– Граждане, мои дорогие соседи, картина нам станет совсем ясной, если мы послушаем другую сторону – сынка гражданки Луньковой, Ваську, – и спросим у него заодно, когда он возьмётся за ум и перестанет пакостить людям?
– Правильно… правильно… позвать, – загудел народ.
– Ну, вот, слышишь? – обращаясь к Луньковой и одновременно к людям. – Мы вас подождём, а ты иди за сыном, люди хотят видеть его и поговорить с ним. Раз ты затеяла эту свору и хотела найти сочувствие и поддержку у народа деревни, иди за сынком и представь его, будь так добра, перед собравшимся здесь честным обществом. Поступаться принципами мы не будем.

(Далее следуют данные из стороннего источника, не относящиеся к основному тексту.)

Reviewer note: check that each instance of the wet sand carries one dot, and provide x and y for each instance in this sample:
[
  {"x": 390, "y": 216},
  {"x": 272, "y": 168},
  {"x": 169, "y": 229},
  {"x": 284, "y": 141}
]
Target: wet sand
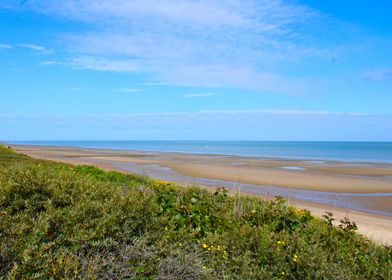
[{"x": 361, "y": 186}]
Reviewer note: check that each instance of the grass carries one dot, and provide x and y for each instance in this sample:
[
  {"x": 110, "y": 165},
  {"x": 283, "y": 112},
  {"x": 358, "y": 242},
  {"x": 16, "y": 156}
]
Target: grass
[{"x": 60, "y": 221}]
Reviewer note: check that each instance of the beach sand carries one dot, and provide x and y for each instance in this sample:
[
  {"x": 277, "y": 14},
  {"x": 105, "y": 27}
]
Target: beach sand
[{"x": 372, "y": 181}]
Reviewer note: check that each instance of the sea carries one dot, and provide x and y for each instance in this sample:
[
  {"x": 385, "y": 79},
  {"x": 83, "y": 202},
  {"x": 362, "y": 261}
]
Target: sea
[{"x": 339, "y": 151}]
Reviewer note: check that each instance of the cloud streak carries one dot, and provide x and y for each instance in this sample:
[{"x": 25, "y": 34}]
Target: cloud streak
[
  {"x": 241, "y": 44},
  {"x": 190, "y": 95},
  {"x": 36, "y": 48},
  {"x": 379, "y": 75},
  {"x": 5, "y": 46}
]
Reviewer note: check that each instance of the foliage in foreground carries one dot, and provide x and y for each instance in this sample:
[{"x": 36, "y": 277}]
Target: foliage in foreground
[{"x": 62, "y": 221}]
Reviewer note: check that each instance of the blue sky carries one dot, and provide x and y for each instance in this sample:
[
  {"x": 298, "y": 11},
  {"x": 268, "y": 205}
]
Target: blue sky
[{"x": 196, "y": 70}]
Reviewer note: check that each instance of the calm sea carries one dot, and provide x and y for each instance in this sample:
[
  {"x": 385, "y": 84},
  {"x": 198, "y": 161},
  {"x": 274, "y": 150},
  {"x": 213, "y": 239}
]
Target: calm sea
[{"x": 346, "y": 151}]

Лунькова, почувствовав полный провал и надвигающийся конфуз, потупилась, но видя, что деваться некуда, уныло побрела через луг к своему дому; он виднелся на другой стороне за поворотом речки на возвышенности, выделяясь покосившейся изгородью и заросшей с задней стороны дома густой порослью вишни.

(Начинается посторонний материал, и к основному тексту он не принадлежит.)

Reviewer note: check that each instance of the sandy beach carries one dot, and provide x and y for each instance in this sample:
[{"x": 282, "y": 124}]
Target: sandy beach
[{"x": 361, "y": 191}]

Когда необходимое время ожидания прошло, обманутые люди, покивав недовольно головами, погалдев на прощанье, разошлись; в очередной раз они убедились в мудрости коллективного разума не только в труде, но и в политике и во многом-многом другом.
Позже выяснилось, Васька сдрейфил, пообещав матери прийти позже, а сейчас ему, мол, нужно показаться фельдшеру, что плечо у него сильно распухло и болит.
Видимо, оно так и было, но его прежние проделки помешали ему прямо и честно посмотреть людям в глаза, поэтому он и не пришёл – посовисничал. Значит она, разнесчастная совесть эта, всё-таки у него была, а следовательно, он в то время был ещё небезнадёжен. Хотя исправлять его скверную натуру было практически невозможно. Правда, был один вариант – вовлечь его в какое-либо трудное и достойное мероприятие, например, армия, путешествия, археология. Но кому это было надо, людей в стране недостатка не было, проще избавиться от таких уродов, как говорил один из вождей: «Нет человека – нет проблем!»
Спустя время фельдшер рассказывал, что приходил к нему Василий, принёс десяток яиц в оплату за лечение, он ему сделал компресс, изготовил подвязку для руки из лыка и пообещал, что через недельку—другую, он будет здоров. Так дело это и закончилось, наделав много шума и пересудов в деревне, взбудоражив ненадолго людей. Пустил по деревни, как говорят, свежую струю перетолков, обрастающих всё новыми и новыми подробностями, коих на самом деле никогда и не было, а если и были, то совсем в другом порядке.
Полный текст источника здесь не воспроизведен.